Interest is not merely the price of capital. Interest is the mechanism that orders economic space. This is the central thesis of the present work.
The Theory of Interest proposes a shift in perspective. Standard analysis treats interest as a dependent variable determined by time preference, inflation, and risk. The model presented here treats interest as an architectural variable. It selects feasible arbitrages, directs capital flows, and shapes the degree of economic integration or fragmentation.
This work applies exclusively to credit-based economies with interest. It does not describe all historical forms of economy, nor does it formulate a general theory of exchange. It describes the structural mechanism of credit civilization.
The model begins with a complete decomposition of interest that explicitly includes the arbitrage component - α. This component expresses the cost of crossing legal, institutional, and geopolitical barriers. It explains the persistence of financing differentials between seemingly convergent economic spaces. It explains the re-emergence of fragmentation after periods of advanced integration.
The operational thesis is straightforward: integration compresses exploitable differentials. The compression of differentials reduces the feasibility of arbitrage. The reduction in arbitrage feasibility fragilizes the credit system. Fragmentation recreates the differentials necessary for its functioning. Integration and disintegration are alternating phases of the same structural mechanism.
The theoretical text is strictly separated from empirical validation and measurement tools. This separation is deliberate. It protects the model from dependence on conjunctural data and allows independent testing.
The volume consists of three distinct layers.
The first layer is the theoretical document - The Theory of Interest. It formulates the model, definitions, and mechanisms. Its internal annexes belong exclusively to theory and develop the necessary formalizations.
The second layer is the empirical validation document. It maps economic blocs, operational barriers, payment infrastructures, and divergences in the cost of capital. Its role is probative. It does not modify the model - it confronts it with observable reality.

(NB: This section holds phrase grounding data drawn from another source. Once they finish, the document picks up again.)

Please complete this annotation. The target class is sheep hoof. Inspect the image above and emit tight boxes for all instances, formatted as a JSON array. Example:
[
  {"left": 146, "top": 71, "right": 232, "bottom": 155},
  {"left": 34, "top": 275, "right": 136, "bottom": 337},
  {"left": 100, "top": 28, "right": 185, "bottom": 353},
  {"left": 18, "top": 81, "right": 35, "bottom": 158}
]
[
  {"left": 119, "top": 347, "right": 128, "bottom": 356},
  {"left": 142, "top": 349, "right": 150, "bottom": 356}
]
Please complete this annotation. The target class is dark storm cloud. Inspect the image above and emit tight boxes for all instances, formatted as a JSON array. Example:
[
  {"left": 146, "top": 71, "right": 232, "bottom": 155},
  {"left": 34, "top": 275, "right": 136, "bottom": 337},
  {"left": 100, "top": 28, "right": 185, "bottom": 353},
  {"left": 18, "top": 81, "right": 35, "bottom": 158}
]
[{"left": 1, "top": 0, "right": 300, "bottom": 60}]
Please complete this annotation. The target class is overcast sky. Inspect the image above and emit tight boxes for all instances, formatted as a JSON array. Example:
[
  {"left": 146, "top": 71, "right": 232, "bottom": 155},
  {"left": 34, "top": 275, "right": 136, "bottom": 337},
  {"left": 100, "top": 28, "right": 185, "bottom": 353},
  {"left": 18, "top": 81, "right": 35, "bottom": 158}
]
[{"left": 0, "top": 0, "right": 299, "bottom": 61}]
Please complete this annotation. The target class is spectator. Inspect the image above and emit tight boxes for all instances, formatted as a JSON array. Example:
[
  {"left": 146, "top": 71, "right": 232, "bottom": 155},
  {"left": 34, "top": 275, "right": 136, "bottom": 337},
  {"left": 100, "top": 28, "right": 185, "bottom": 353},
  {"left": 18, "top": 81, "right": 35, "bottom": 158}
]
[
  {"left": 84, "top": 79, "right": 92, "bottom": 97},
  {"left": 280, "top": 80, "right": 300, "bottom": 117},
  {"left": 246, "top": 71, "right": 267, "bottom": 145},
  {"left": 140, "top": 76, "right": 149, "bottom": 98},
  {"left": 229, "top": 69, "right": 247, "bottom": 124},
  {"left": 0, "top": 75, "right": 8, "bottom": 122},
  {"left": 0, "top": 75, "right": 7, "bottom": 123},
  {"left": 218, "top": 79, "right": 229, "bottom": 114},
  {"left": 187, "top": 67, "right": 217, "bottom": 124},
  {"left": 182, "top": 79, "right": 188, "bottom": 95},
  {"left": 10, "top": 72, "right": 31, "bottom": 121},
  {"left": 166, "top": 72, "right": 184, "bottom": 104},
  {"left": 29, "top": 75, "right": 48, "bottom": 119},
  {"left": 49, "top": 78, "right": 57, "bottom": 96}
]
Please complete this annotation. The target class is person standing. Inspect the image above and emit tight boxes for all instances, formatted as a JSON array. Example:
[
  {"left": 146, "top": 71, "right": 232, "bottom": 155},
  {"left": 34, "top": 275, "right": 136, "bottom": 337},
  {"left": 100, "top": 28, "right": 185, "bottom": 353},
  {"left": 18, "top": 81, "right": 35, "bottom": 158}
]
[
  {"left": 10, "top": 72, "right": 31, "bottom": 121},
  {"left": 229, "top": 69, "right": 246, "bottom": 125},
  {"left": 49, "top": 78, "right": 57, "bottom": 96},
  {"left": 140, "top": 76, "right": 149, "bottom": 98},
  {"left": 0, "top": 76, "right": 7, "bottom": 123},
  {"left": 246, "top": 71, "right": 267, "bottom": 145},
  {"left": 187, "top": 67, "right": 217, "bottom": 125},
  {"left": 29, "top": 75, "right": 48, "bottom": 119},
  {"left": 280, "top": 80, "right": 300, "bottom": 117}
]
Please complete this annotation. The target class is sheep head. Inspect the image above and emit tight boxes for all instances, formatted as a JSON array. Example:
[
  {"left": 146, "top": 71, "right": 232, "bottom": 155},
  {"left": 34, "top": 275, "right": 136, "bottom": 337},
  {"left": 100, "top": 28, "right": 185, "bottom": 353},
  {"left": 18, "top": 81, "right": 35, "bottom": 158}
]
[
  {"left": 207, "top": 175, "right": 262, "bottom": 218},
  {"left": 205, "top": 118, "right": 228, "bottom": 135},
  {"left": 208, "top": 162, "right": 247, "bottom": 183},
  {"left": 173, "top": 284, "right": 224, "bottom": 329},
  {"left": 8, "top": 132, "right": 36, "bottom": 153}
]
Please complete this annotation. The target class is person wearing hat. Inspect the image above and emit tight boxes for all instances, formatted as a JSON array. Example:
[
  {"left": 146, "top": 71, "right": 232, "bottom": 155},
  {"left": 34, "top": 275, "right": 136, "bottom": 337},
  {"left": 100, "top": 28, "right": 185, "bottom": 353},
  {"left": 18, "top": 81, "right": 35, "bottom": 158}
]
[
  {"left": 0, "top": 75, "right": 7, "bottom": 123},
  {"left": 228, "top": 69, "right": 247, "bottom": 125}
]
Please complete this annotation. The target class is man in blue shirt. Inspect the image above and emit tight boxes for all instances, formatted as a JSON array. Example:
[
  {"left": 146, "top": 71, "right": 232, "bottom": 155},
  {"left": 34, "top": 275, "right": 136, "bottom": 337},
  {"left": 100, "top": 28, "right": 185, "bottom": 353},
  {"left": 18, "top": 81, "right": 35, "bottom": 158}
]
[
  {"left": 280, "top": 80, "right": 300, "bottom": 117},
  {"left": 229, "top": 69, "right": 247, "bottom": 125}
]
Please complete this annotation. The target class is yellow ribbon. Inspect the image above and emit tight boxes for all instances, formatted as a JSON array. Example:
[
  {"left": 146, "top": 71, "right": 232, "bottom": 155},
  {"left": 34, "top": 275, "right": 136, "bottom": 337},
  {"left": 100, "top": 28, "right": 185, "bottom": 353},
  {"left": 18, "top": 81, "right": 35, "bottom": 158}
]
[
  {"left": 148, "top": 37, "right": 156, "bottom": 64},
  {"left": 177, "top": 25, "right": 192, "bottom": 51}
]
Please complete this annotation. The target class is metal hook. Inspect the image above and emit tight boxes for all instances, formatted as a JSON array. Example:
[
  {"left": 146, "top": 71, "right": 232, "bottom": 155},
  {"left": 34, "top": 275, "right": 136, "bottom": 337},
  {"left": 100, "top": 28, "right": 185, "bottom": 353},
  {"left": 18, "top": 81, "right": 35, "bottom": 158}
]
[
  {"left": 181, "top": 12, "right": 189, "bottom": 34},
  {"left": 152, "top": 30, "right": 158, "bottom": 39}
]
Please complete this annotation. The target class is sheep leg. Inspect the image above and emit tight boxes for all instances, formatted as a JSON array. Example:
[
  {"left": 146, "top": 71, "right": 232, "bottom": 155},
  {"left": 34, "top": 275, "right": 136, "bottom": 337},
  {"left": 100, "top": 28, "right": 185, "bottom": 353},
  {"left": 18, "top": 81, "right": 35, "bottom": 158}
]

The third layer is the methodological document of the composite indicator - The BURSA Globalization Index. It transforms structural concepts into replicable metrics. The indicator enables measurement, comparison, and periodic updating. The methodology is explicit and based on public institutional sources.
The reader must treat these layers distinctly. The model can be analyzed without the indicator. The indicator can be calculated without full acceptance of the model. The validation can be contested without invalidating the theoretical construction. This methodological independence increases the robustness of the entire work.
The text does not promise point predictions. It offers no cyclical timelines. It proposes no historical determinism. It offers a structural interpretive framework. The framework explains why phases of integration tend to reach their internal limits. It explains why fragmentation reappears through institutional and geopolitical mechanisms.
The stake of this text is architectural. It moves the analysis of interest from the domain of parameters to the domain of structure. If this shift is correct, then interest becomes an indicator of the configuration of the economic world, not merely an instrument of monetary policy.
This volume is offered to a specialized public - investors, analysts, managers, and decision-makers. The text requires careful reading and critical verification. The model gains value through testing, not through adherence.